Her players looked at her and said, “We got it coach. You don’t have to do a thing.” The team went out and played an incredibly hard fought game, beating Maryland and gaining their third ACC championship title. The team came together on this day for their coach, for each other and in honor of the life of one of their own, Whitehead. This was the first of many times that Wake Hockey would play for something more, for someone more.
Whitehead’s story has been told countless times and even current players who never knew her know what it means to “play for number five,” which was her jersey number.

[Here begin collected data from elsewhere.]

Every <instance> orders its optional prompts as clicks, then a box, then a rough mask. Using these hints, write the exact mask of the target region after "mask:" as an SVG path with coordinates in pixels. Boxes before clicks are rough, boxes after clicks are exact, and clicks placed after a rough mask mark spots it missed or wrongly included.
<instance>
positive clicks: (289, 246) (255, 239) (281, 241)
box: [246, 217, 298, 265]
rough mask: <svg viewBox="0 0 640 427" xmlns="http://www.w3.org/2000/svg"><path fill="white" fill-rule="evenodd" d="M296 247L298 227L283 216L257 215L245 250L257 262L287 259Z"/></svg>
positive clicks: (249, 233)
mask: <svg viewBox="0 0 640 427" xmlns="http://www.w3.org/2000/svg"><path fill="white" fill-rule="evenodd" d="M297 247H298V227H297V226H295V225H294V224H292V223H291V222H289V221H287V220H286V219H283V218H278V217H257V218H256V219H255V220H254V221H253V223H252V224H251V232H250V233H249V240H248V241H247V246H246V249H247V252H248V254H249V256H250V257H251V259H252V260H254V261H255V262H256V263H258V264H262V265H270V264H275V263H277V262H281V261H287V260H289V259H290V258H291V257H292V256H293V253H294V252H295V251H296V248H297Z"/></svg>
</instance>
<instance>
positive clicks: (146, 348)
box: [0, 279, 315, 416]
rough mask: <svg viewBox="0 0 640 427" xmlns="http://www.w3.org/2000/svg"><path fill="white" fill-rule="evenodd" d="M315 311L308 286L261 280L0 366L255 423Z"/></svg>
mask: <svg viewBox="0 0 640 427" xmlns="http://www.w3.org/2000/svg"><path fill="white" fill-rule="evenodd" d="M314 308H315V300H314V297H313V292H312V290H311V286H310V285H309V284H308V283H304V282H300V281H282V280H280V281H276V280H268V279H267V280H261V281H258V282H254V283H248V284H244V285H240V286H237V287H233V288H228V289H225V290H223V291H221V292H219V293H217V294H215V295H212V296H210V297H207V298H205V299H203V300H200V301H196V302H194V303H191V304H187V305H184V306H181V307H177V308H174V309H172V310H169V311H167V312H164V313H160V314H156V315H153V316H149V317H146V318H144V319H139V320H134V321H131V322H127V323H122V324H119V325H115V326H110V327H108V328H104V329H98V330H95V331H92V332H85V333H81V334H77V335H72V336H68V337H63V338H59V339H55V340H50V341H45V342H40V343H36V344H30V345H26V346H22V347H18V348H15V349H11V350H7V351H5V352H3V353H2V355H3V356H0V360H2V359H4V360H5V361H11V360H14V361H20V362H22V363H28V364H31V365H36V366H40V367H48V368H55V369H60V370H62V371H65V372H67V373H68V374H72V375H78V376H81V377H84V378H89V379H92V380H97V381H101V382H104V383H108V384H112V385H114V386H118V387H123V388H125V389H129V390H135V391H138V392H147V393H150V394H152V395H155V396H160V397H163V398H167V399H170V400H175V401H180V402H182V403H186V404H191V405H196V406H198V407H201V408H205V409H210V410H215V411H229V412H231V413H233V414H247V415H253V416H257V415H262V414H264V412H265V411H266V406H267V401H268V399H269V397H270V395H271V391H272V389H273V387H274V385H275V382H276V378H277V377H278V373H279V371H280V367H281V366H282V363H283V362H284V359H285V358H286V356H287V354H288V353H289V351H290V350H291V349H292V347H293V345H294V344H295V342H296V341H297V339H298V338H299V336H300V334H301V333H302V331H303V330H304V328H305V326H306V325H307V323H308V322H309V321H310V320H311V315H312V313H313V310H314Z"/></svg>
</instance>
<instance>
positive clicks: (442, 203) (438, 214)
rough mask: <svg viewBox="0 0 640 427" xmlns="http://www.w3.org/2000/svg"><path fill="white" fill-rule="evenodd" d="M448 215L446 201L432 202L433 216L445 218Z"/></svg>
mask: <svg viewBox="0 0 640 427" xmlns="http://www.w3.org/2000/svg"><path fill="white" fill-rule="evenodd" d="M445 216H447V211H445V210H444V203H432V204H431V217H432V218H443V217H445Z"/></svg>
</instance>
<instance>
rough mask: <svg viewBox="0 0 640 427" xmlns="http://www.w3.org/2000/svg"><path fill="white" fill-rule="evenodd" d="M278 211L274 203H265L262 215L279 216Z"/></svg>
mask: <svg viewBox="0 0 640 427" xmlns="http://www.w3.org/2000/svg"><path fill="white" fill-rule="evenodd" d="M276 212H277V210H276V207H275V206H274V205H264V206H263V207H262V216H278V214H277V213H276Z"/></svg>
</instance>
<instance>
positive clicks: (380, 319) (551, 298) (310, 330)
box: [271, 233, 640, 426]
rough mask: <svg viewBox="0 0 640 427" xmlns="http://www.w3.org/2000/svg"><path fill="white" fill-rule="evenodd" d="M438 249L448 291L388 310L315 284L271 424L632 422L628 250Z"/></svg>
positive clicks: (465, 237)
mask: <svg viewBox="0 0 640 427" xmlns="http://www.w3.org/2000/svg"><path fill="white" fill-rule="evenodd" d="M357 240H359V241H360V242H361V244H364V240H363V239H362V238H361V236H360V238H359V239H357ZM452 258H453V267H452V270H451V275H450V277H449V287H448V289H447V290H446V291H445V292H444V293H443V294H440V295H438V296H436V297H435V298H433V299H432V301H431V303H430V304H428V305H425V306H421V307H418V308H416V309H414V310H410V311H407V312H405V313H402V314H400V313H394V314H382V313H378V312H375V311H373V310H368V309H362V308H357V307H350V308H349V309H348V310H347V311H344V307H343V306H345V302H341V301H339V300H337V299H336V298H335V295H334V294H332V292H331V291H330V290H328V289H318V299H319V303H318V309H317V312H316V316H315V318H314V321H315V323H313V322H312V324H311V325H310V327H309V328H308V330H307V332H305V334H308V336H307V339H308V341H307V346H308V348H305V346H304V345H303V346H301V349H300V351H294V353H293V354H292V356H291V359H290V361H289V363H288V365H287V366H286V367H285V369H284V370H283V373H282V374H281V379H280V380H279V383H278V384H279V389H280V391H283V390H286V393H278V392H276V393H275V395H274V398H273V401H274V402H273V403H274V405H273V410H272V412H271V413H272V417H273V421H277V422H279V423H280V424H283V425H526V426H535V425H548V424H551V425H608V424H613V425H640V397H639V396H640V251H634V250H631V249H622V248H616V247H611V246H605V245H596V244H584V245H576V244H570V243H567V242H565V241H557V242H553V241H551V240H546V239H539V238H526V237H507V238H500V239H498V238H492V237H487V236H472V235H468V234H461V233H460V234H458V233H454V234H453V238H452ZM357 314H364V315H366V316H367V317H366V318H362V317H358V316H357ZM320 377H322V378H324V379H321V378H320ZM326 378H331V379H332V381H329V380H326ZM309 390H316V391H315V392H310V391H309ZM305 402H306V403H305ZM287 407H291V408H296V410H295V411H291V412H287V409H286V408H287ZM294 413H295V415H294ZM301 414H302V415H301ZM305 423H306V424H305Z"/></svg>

Karlee Spirit, a sophomore on the current Wake Forest field hockey team, said when someone says the name “Maria Whitehead,” she thinks of fight, courage and adversity.
“She was someone who has not only left an example of passion and love of the game, but has left the biggest and most notable mark and legacy on Wake Forest Hockey and the institution of Wake Forest,” Karlee said. “It was her story and the way in which it shaped and molded Wake Forest hockey and its culture that made me want to be a Demon Deacon. Her story moved me, motivated me and persuaded me to want to spend the next four years of my hockey career working to make her proud and to make her legacy continue.”
At the end of the year, Jen honors one player with the “Maria Whitehead award,” which represents persistent fight and a courage throughout that entire season of play. She brought awareness of melanoma to the Wake Forest community and to the hockey community around the nation.
Each year, Wake Forest Hockey puts on a dodge ball or spike ball tournament to raise money and awareness for melanoma. This event was started by Liza Casella, a former player, in 2010, and has become an annual fundraiser in honor of Whitehead. It will take place this Sunday, April 10.